In Ansbach, Smith’s students face different sets of challenges – their parents may deploy on any given day, and kids move frequently, so everyone is good at making friends. But whether he’s in Florida or Germany, Smith’s positive attitude and dedication to his students remain constant.

“Coach Smith was the high-energy coach – always the one pushing us,” York said. “At first I thought he was the ‘mean’ coach, but he turned out to be the motivator – the person who had the team get up and keep moving when everyone was down.”

Smith’s ability to keep his students and players interested and engaged plays a huge role in their success, whether they’re getting an A in Advanced Placement Biology or winning two football championships in a row. Smith views coaching and teaching through the same lens, and in both cases his goal is the same: to get kids to push themselves and do more than they thought they could do.

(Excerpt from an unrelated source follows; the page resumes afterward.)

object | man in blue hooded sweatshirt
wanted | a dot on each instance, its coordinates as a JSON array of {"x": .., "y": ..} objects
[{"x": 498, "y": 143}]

“Coaching is teaching – it’s just a different subject,” Smith said. “A lot of times kids don’t know what they’re capable of. You have to find the buttons to push to help them achieve their potential. That’s what’s rewarding – when they say things like, ‘I didn’t think I’d be able to do this,’ whether it’s running timed sprints or learning a bunch of information to take an exam.”

Smith learned a lot about going the extra mile during his own days on the football field at Washburn, where he played as a defensive end and made friends he still keeps in touch with today.

“Coming from high school, you thought you were working hard, but then you get to college and find out you didn’t understand anything about hard work yet,” Smith said. “The coaches at Washburn helped you learn to push yourself to that next level. I benefited from that, and I try to call on that and pass it on.”

Learning to take pride in his work has been an invaluable lesson for York, especially as he begins the next phase of his education at West Point this summer. He still keeps in touch with Smith and views him as a role model as he prepares to tackle whatever challenges lie ahead.

“Coach Smith reflects someone who you’d want to be – someone positive and successful,” York said. “Everything he did – nothing was haphazard or done poorly. It was a genuine effort. He was probably the best teacher I’ve ever had.”